Slices & Strings in Odin
This is a look into how strings compare to slices in the Odin programming language. I write this, as it was one of the stumbling blocks to my first steps of learning Odin. It seems simple to me now, but maybe this will help a newcomer.
Slices
A slice is a mutable data type that holds a length and a pointer. It can be thought of as a window or a view into a span of data that you can change. It may or may not own the data it points to, and unlike a dynamic array, it is not resizeable. Like an array, the length is always a function of how many units of data that it points to, so if we have a slice of bytes, the length will represent the number of bytes in the slice.
buf := make([]u8, 4) // Allocate a slice of 4 bytes.
l := len(buf) // 4
sz := len(buf) * size_of(u8) // 4
If we have a larger data type, such as a series of rune
s, then the length
will reflect the number of runes and not the number of bytes. A rune
in Odin
is represented by a signed 32-bit integer.
buf := make([]rune, 4) // Allocate a slice of 4 runes.
l := len(buf) // 4
sz := len(buf) * size_of(rune) // 16
buf
in the above code block has a length of 4, but it takes up 16 bytes of memory.
Strings
Strings in Odin are fundamentally slices, yet an important difference is that they are immutable on the surface; their index slots cannot be assigned to with different values. Normally, changing anything about a string requires creating a new string, unless you have access to the underlying buffer.
Where len
can be confusing is that an Odin string
can be thought of as a
slice of bytes that has special iteration properties when using the for x in y
construct.
str := "Hellope!"
l := len(str) // 8
uni := "こにちは"
luni := len(uni) // 12
This shows us that Odin’s len
reports the byte count of the string, as
opposed to the number of codepoints.
However, if we try to iterate the string, we’ll receive the UTF-8 decoded
Unicode codepoints as rune
s with each stage of iteration, along with the byte
index:
for r, i in uni {
fmt.println(r, i)
}
// こ 0
// に 3
// ち 6
// は 9
This won’t be the case if you iterate by index over a string.
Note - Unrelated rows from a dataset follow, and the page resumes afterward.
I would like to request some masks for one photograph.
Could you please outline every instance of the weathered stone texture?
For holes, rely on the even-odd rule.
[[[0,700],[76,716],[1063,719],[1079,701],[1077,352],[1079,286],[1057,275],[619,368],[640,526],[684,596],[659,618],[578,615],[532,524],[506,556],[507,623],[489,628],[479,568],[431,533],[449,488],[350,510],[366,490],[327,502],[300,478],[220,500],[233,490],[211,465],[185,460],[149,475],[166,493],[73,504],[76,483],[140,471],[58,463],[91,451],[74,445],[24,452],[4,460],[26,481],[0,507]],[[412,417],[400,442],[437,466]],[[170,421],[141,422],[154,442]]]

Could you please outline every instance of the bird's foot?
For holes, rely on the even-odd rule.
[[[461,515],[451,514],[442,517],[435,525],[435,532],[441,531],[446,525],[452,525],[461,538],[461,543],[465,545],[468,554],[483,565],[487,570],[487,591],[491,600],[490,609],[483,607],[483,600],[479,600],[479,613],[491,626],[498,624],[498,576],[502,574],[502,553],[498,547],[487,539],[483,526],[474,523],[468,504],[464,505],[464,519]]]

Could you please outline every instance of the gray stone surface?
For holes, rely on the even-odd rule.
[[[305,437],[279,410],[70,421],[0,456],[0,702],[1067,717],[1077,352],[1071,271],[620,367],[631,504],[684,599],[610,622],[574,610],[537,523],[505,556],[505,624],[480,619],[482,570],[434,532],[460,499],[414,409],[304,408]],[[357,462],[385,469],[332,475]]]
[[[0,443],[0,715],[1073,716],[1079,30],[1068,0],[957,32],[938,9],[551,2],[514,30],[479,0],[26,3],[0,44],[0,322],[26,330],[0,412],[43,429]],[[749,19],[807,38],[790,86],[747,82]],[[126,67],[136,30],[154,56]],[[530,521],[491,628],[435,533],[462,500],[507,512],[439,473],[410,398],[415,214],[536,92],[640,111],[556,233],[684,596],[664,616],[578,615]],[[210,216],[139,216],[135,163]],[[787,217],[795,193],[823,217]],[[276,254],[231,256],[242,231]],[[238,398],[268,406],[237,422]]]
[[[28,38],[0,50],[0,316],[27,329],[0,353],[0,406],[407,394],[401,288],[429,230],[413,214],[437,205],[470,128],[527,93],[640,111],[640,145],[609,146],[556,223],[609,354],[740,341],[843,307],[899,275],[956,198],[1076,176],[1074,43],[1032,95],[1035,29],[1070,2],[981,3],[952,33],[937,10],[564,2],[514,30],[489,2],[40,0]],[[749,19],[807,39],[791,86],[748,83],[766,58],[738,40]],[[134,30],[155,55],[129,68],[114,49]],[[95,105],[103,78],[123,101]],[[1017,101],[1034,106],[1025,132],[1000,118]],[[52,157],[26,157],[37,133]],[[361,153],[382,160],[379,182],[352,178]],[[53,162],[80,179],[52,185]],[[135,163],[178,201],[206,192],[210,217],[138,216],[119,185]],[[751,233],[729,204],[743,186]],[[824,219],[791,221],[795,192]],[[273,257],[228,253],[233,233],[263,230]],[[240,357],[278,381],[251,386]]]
for i := 0; i < len(uni); i += 1 {
fmt.println(uni[i])
}
// 227
// 129
// 147
// 227
// 129
// 171
// 227
// 129
// 161
// 227
// 129
// 175
fmt.println(typeid_of(type_of(uni[0])))
// u8
As you can see, the string
data type in Odin is a slice of u8
s or unsigned bytes.
It’s important to keep this in mind when working with strings, as this is the only case in Odin where iteration over a slice-like data type behaves differently from the usual slices or arrays.